After Easter, Comforting the Afflicted...

According to an article in the NYTimes, Dover Air Force Base is undergoing an ominous building boom. Base officials are expanding the mortuary facilities as they expect both a surge of causalities and changes the way the military "repatriates" remains. In the past, family members were not encouraged to be on the tarmac at Dover to receive the remains of their loved ones. The Government would not pay for their travel or accommodation. But ever since the ban of photographing repatriation ceremonies was limited, the government has softened these policies. Now, the military pays for family members to be at Dover, and many are. According to the article, about 75% of families are now present to receive the deceased (and about 55% of them allow media coverage).

Because so many families are now coming to the base, officials have embarked on an ambitious building campaign to provide facilities to support their grief:
In January, Dover opened the Center for the Families of the Fallen, a $1.6 million, 6,000-square-foot space of soft lighting and earth-toned furniture where parents, spouses, children, siblings and other relatives assemble before they are taken to the flight line. On May 1, there is to be a groundbreaking for a new $4.5 million hotel for families who need to spend the night. The same day, ground will also be broken on what Dover officials are calling a meditation center, a nondenominational space with an adjacent garden where relatives can pray or be alone. (source)

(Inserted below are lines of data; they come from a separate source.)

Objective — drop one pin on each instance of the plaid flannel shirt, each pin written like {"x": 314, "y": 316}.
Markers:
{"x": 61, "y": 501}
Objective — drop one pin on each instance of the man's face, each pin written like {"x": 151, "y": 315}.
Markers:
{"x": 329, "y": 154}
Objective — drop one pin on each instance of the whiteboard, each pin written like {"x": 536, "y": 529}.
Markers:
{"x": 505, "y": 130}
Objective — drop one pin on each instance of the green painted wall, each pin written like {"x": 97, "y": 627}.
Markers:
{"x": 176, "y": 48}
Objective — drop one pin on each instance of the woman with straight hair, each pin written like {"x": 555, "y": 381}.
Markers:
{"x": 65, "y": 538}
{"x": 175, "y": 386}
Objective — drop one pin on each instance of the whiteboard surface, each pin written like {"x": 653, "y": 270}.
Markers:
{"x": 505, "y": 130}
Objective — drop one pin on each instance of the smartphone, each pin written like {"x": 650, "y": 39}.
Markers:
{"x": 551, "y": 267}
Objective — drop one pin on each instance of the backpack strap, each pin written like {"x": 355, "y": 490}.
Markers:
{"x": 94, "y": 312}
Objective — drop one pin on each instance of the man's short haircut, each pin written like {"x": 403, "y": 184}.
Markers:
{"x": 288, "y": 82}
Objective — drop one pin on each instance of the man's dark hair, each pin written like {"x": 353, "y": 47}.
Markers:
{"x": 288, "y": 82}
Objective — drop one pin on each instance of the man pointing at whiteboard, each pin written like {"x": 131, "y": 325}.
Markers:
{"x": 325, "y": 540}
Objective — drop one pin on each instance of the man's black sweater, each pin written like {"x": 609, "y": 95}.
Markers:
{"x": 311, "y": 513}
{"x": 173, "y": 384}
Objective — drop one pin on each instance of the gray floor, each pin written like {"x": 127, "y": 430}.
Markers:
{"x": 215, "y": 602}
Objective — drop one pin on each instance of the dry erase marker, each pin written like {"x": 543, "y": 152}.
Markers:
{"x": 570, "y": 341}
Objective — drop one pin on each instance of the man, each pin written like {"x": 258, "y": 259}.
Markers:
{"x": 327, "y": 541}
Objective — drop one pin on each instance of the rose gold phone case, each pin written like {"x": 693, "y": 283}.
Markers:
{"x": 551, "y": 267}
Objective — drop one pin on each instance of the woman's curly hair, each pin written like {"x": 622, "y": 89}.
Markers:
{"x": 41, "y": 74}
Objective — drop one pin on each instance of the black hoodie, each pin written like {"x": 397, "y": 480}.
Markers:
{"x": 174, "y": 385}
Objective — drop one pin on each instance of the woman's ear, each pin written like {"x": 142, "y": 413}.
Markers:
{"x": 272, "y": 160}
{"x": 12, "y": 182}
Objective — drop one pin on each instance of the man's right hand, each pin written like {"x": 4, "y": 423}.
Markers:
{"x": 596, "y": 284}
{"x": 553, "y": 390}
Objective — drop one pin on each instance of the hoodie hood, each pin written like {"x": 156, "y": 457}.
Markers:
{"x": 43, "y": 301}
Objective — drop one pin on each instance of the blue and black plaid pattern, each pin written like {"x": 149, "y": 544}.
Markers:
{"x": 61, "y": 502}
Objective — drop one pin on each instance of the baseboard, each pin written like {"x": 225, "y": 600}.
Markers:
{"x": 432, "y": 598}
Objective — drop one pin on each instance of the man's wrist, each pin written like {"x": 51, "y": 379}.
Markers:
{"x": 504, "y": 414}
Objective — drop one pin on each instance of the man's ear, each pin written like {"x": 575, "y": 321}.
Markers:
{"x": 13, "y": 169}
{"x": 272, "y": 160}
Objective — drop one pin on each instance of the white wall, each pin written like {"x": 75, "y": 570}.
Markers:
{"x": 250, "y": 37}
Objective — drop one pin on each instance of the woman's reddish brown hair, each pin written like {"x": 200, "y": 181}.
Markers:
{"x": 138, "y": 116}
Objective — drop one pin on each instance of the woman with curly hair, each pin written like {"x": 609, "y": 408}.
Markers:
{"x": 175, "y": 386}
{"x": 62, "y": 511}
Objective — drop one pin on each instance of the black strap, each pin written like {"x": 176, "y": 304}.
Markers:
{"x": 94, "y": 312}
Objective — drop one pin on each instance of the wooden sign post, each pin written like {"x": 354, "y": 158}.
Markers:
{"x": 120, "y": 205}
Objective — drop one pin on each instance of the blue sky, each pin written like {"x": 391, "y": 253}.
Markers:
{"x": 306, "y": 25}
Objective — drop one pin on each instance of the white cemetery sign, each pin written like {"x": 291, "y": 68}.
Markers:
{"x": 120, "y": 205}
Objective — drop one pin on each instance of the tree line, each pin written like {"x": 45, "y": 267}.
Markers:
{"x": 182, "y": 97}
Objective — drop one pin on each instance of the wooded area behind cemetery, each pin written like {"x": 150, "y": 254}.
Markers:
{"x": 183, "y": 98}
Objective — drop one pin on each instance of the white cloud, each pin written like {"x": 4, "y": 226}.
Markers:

Much of this building is being support by donations, not tax dollars. President Obama, for instance, personally donated $250,000 of his Nobel Prize money to the project. They also received help from the Fisher House Foundation.

Many times the article points out that nice gardens and chapel spaces and comfortable lobbies don't seem to make much difference to the feelings of loss. And yet, my experience is that these gestures of care are not lost on the bereaved, either. From my chaplaincy days I remember the research about how the healthy adaption to grief is facilitated by good, immediate care. In other words, there is a very big role for caregivers and friends is helping someone cope with a loss, and environment you do this work in is important.

Back at Yale-New Haven Hospital, we had two rooms specifically set aside for the dead and the bereaved. One was near the Emergency Room, and was set-aside because a busy emergency ward is the furthest thing from peace and privacy. The second was in the pediatrics area of the hospital. It was a quiet, windowless room with soft light, comfortable chairs, and lots of tissue boxes. It was a place where parents who had lost a child could simply be with their child.

Unfortunately, our culture has lost much of its knowledge of how to grieve well. We have professionalized the formerly domestic sphere of death. Thus, special rooms in hospitals and special buildings on military bases have become necessary. As Easter people, we Christians have a particular ministry to those who have experienced death. I think of Simon and the women who cared for Jesus' body. Holy work.